Has anyone had the opportunity to install this crap. I got a Delta 440 DST the other day and went to install it today. All plastic w/ pex supplies, if it worked I guess I could have lived with it. But I get the faucet tightened down and the base plate would slop around. I couldn't have gotten it tighter without breaking it, and the plate was still sloppy. So I removed it and went with an old reliable delta with the copper tubes and brass fittings. Worked just fine. I called Delta to ***** and she says it has to tighten down, I say no, and there is an 1/8" gap in the center between the plate and the sink. She became argumentitave with me, and I asked for her supervisor. So he put me on a "list" to recieve corrospondance on the problem. This is the second one I've had like this. Am I the only one, or have any of you had this problem. I know just looking at the insides of these, that most, if not all of you would call these a POS. Let me know if you have. I'm about ready to start WWIII on my Delta rep, and I would like some ammo from around the country. This is not the answer to metal contamination in water.


----------



## Plumber Jim (Jun 19, 2008)

I have installed a couple and had no trouble getting them tight but the supplies are crap. I can't get them to seal unless Cut them and use nylon ferrules.


----------



## Herk (Jun 12, 2008)

I installed one yesterday and although the install went pretty well I found that the base stuck out over the square part of the narrow SS sink ledge. The larger shank holds it out further than it should. But the rubber seal underneath wasn't compromised.
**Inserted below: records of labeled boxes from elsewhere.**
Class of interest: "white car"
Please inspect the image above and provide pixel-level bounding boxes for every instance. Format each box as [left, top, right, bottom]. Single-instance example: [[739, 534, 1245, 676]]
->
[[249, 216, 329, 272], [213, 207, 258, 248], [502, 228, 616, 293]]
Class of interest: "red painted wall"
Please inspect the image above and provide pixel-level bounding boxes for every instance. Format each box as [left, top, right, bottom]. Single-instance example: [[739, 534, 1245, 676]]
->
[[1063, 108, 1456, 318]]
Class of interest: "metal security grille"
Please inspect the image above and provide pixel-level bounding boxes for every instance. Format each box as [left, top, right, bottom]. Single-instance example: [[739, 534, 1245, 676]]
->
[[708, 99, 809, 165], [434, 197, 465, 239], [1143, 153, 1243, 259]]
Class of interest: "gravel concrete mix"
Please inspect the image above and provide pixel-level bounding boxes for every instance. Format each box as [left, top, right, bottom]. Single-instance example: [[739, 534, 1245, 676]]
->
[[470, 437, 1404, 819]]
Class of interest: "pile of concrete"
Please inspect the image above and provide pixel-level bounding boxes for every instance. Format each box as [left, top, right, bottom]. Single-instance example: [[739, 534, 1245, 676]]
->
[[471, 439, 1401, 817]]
I didn't mind installing it, but don't know why they have to make stuff so unstandard that it doesn't fit well.

I spoke with some supply house fellas today and they said that they were a bit leery of ordering them because they didn't feel like experimenting. I guess we'll see how it goes when we start getting callbacks on them, if we do. It was nice installing for the customer-supplied price and not having to supply tubes to install it. I was wondering about how the tubes hook to the stops - they don't go all the way in, but have little flanged seals instead. I hope that plastic is strong or they're going to break off when somebody shoves something under the sink.


----------



## Cal (Jun 17, 2008)

Was a BIG Fan of the Delta #470 k/s faucet and the # 520 lavy !!! Now ,,,, not so much .

Have gone to the Kohler # 10433 k/s faucet and back to moen for lavys . Pretty disappointed in the delta change . 

my .02


----------



## pauliplumber (Feb 9, 2009)

I've installed a few of the diamond seal faucets without any problems yet. I really hope they don't totally phase out the seat & spring system, reliable and easy to service.


----------